People are going to watch their wallets as they do their holiday shopping, looking for bargains on anything from apparel to consumer electronics. Any recovery in the housing market is bound to be muted because only a crazy person would acquire property if he is worried about job security. Plus, tighter credit standards are continuing to put a crimp in home sales.

Speaking to reporters in Singapore, Zoellick argued that there will continue to be problems with delinquent credit cards, consumer loans and, of course, mortgages. In some ways, the timing of his statement is curious. Last month, he noted that U.S. economic power was declining because of the financial crisis. But there's plenty of good news that Zoellick may be ignoring.

For instance, Wednesday morning Macy's Inc. (M) reported a smaller-than-expected quarterly loss and raised its outlook.
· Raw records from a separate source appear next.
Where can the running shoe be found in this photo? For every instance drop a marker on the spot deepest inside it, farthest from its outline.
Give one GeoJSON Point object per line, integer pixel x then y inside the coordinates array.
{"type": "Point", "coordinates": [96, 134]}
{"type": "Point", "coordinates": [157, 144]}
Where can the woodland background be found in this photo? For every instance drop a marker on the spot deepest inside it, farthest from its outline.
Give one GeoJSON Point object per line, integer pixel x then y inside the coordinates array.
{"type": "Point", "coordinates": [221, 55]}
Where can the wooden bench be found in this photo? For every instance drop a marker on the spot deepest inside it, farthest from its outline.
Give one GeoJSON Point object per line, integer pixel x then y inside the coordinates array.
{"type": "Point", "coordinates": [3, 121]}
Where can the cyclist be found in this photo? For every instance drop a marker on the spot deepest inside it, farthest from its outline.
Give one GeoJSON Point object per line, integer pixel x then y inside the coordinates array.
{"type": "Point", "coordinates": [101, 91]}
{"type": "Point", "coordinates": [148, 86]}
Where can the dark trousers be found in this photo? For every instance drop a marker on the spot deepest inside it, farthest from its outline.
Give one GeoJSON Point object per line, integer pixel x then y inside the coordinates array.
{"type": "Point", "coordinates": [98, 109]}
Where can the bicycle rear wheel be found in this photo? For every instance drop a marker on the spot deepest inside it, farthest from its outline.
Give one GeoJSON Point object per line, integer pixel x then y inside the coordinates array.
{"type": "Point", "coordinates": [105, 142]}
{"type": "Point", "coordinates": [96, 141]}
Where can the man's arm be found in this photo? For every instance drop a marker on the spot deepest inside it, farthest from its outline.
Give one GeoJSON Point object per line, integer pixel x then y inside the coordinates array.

On Monday, the Dow Jones industrial average hit its highest level of the year. In August, Federal Reserve Chairman Ben Bernanke said the U.S. was on the cusp of a recovery. There are many signs that the economy is improving -- albeit at a glacial pace -- though not everyone is impressed.

Another pessimist is, of course, Nouriel "Dr. Doom" Roubini. As my colleague, Mark Fightmaster, noted on BloggingStocks, Roubini is as worried as ever about the U.S. economy.

"Roubini contends that while there was a massive rally in 'all sorts of risky assets,'" Fightmaster writes, "these risky assets...are equities, oil, energy, and commodity. Dr. Doom believes that the prices for these assets have risen too far and too fast compared to macroeconomic fundamentals."

Investors, for now, are ignoring the pessimists and hoping that there is a light at the end of the tunnel. The trouble is -- it could just be a train.